I have several pet peeves, and one of them is the idea that when Americans get to keep their own money, it somehow “costs” the government. This notion is on display today in a story about fiscal-cliff negotiations, in the Washington Post:
…the generations-old mortgage-interest deduction — which costs the government roughly $100 billion a year… [emphasis added]
Perhaps it makes sense to get rid of the mortgage-interest deduction, provided that it’s a part of a broad and healthy tax reform. That’s a debate worth having. And I also understand how deductions look on a balance sheet. But that’s not the point. The point is that personal property — mine, yours, and that of reporters at the Post – doesn’t cost the government. We shouldn’t use words and phrases that suggest otherwise.
Alas, the idea that our money is our own, not something the government gives us the privilege of keeping, when it so desires, is not the prevaling one today. The bigger government gets, the more it depends on envy and greed to keep it fueled. ("What's mine is mine, and what's yours is mine.")

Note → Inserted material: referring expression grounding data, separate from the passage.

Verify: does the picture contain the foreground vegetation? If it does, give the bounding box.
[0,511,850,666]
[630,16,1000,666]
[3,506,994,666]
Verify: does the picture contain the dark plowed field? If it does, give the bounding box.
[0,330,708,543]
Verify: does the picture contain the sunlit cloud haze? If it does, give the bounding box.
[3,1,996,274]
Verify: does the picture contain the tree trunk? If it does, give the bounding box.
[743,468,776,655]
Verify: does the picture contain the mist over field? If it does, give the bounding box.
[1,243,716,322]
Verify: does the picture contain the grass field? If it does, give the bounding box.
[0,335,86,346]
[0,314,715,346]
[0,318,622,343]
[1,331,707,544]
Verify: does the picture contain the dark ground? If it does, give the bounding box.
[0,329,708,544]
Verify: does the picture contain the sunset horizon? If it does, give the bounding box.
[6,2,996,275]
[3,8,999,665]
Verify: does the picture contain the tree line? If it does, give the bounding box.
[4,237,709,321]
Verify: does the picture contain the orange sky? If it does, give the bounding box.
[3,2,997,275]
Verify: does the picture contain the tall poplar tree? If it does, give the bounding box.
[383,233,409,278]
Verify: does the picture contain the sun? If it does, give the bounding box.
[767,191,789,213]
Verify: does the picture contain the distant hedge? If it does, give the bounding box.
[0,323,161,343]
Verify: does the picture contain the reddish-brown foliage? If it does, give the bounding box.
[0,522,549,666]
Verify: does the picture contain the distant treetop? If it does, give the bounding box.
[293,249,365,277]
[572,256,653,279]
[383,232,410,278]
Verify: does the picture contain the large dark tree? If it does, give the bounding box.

So this isn't exactly a big shock:
Sixty percent in this ABC News/Washington Post poll support raising taxes on incomes more than $250,000 a year, long a popular option overall, but also a divisive one: While 73 percent of Democrats and 63 percent of independents are in favor, far fewer Republicans, 39 percent, agree.
Additionally, Democrats have roughly similar reactions to capitalism (55% positive) and socialism (53%), while Republicans are much more positive about the former than the latter, by 72% to 23%, respectively.
Wow. Capitalism over socialism by 2 points with Democrats. It's a landslide!